Some pieces are cited by multiple parties, including Blocher’s “Firearm Localism,” 123 Yale L.J. 82 (2013), cited in 10 different briefs. In the article, Blocher points to a long historical tradition of locally tailored gun control, as well as differing rates of gun violence and recreational gun use across the country, to argue that Second Amendment doctrine and state preemption laws should make distinctions between urban and rural gun use and regulation.

And a recent essay written by Blocher and co-author Reva B. Siegel of Yale Law School is cited in seven briefs, including those filed by the American Civil Liberties Union, the League of Women Voters, and respondent Kevin P. Bruen, superintendent of the New York State Police. In “When Guns Threaten the Public Sphere: A New Account of Public Safety Regulation Under Heller,” 116 Nw. U. L. Rev. 139 (2021), Blocher and Siegel argue that government’s public safety interest in regulating firearms includes preventing not just physical harms such as injury and death, but also social harms such as terror and intimidation. They also argue that government has a “longstanding prerogative, rooted in the common law” to regulate weapons in order to promote a sense of security among citizens going about their daily business and to protect the public sphere on which constitutional democracy depends.
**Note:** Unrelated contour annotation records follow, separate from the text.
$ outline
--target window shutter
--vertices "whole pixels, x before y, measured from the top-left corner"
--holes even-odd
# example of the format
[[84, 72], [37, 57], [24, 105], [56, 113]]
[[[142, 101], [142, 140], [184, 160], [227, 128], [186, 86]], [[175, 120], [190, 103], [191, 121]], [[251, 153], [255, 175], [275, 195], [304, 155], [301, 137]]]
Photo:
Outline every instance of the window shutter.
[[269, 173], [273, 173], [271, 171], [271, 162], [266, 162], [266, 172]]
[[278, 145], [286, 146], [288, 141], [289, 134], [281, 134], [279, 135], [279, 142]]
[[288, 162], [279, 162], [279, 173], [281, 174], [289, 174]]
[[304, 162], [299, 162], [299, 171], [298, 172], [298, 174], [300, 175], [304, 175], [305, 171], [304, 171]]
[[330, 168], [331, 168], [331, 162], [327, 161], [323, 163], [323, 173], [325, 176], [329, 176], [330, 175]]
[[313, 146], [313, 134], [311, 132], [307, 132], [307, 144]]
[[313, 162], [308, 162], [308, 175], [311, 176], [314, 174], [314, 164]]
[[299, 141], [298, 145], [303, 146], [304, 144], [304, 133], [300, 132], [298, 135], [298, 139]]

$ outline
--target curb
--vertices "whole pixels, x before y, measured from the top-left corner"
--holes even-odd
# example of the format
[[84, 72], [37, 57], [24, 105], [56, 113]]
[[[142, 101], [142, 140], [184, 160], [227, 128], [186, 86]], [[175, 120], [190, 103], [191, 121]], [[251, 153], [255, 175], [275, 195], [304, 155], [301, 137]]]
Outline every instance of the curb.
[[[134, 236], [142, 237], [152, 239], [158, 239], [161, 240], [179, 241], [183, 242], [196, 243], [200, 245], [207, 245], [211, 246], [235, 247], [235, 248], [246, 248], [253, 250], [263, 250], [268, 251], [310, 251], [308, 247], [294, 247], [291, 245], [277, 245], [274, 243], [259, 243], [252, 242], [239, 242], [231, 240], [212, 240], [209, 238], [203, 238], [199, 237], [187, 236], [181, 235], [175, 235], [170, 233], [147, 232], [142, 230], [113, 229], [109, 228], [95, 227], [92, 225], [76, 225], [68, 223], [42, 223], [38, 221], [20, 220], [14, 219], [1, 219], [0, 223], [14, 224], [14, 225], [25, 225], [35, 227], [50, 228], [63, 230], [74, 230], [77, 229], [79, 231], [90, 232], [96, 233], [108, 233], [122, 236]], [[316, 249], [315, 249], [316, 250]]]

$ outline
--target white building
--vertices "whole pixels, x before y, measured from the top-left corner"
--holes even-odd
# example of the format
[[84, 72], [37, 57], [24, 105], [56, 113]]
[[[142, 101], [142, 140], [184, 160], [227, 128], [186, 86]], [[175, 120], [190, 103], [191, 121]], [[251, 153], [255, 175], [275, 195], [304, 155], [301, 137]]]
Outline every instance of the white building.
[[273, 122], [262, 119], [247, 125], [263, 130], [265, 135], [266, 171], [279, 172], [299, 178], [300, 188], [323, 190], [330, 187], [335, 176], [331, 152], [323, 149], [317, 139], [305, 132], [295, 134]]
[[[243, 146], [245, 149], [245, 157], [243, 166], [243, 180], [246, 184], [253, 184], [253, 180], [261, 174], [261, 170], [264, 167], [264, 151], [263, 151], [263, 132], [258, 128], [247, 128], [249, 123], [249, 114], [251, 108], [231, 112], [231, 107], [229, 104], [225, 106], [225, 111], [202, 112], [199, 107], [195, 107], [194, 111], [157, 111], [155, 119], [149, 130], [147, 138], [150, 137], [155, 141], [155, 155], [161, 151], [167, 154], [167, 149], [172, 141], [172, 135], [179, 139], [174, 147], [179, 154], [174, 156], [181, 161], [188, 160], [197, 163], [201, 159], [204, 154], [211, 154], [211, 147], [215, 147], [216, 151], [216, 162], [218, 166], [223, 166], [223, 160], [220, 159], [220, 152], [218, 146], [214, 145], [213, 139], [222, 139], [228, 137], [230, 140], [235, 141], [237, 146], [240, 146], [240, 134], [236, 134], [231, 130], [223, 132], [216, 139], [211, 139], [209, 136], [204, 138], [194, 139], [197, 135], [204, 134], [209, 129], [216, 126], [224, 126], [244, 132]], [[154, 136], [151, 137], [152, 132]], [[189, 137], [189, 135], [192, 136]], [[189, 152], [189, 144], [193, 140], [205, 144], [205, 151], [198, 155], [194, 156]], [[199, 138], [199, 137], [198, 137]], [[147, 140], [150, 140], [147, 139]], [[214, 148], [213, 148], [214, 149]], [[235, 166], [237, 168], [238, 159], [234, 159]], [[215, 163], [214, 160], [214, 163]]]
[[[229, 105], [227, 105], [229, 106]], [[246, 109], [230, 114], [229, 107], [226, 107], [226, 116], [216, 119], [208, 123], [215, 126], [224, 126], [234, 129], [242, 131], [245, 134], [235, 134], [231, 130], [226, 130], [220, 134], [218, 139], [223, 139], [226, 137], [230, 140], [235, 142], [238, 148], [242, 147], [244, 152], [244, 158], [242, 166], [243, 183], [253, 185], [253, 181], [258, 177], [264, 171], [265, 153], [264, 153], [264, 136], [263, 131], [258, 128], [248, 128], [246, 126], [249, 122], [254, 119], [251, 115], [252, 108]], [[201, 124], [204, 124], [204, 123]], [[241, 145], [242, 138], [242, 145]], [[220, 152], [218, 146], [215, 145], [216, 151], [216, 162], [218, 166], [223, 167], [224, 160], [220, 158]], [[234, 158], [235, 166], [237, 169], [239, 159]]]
Launched in August 2018, the Center for Firearms Law has become a reliable resource on issues surrounding firearms, gun rights and regulation, and the Second Amendment. In addition to scholarly output, events including symposia and conferences, and the blog, Blocher, Miller, and Charles are frequent media commentators on issues including gun carry regulations, the Second Amendment sanctuary movement, gun manufacturer liability, and extreme risk protection orders, also known as “red flag” laws.